NONDISCLOSURE PROVISIONS
     1. Nondisclosure Obligation. Consultant shall hold in confidence and not disclose to third parties, or make commercial or other use of, any trade secrets or other information that he may have received during his employment with JMS and/or its subsidiaries or that he may receive or acquire from JMS during the term of the Consulting Agreement concerning JMS’s products, equipment, processes, designs, packaging, methods of distribution, capabilities, systems, technology, specifications, data, operating instructions, customers, marketing and sales, business plans, or any other private matters, whether or not related to the project in which it is involved (all such information shall be referred to below as the “Confidential Information” without JMS’s prior written permission.
     2. Ownership of Materials. Any and all tangible representations of the Confidential Information, including but not limited to any and all lists, notes, memoranda, schedules, data sheets, written formulae, drawings, diagrams, blueprints, still or moving photographic or video pictures, models, machinery, equipment, and packaging, provided to or obtained by Consultant directly or indirectly by or from JMS, or developed by the Consultant during the term of the Consulting Agreement, and all copies thereof are and shall be the exclusive property of JMS and must be returned to JMS upon the first to occur of a specific request therefor by JMS or the termination of the Consulting Agreement.
     3. Limits on Nondisclosure Agreement.

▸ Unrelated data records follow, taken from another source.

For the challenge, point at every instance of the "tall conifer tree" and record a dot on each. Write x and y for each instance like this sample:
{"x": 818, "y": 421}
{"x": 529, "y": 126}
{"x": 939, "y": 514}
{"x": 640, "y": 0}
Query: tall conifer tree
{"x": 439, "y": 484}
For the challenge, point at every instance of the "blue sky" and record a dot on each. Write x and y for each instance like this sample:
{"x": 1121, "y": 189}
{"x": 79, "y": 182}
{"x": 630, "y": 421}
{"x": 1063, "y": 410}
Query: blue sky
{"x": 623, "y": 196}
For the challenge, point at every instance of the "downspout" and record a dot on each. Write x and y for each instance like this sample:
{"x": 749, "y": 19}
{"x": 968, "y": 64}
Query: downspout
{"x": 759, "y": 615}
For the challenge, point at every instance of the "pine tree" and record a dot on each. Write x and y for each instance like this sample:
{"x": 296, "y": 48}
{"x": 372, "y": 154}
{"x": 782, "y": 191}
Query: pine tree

Nothing herein contained shall deprive Consultant of the right:
     A. to use any information which is now generally known to the trade or the public or to use any other information from and after the time it becomes so known as long as it becomes so known through no fault of Consultant; and
     B. to use any information received by Consultant lawfully and in good faith from a third party who is under no obligation with regard thereto to JMS, either directly or indirectly.
     4. No Other Rights. The Confidential Information shall remain the exclusive property of JMS, and no license of or other right to utilize the Confidential Information or any patent, trademark, invention, copyright or other intellectual property of JMS, either express or implied, is conveyed or shall be deemed to have been conveyed hereby. Insofar as Consultant’s participation in projects under the Consulting Agreement results in improvements or modifications to JMS’s processes or products, such improvements or modifications shall be the property solely of JMS. Consultant hereby waives any and all claims to and transfers, assigns, and conveys any and all right, title, and interest in and to any Confidential Information. Without limiting the foregoing, Consultant transfers, assigns, and conveys to JMS any and all patent rights, including patent applications, which may result from projects on which it is involved under the Consulting Agreement. Consultant will cooperate with JMS as it may require to assist it in obtaining, defending, or enforcing any patent rights relating to or resulting from such projects worldwide and will execute any papers necessary to effect such patent rights.

 


 

     5. Damages. Consultant recognizes the competitive value and confidential nature of the Confidential Information and that any breach or threatened breach of these nondisclosure provisions by Consultant may cause JMS irreparable injury for which monetary damages may be an inadequate remedy. Therefore, Consultant agrees that, in addition to any monetary damages to which it may be entitled, JMS shall be entitled to temporary and permanent injunctions restraining such breach or threatened breach.
     6. Survival of Provisions. These nondisclosure provisions generally will expire two years after the expiration of the Consulting Agreement; provided, however, that Consultant’s obligations hereunder will continue in effect with respect to individual items of Confidential Information for as long as those items remain confidential.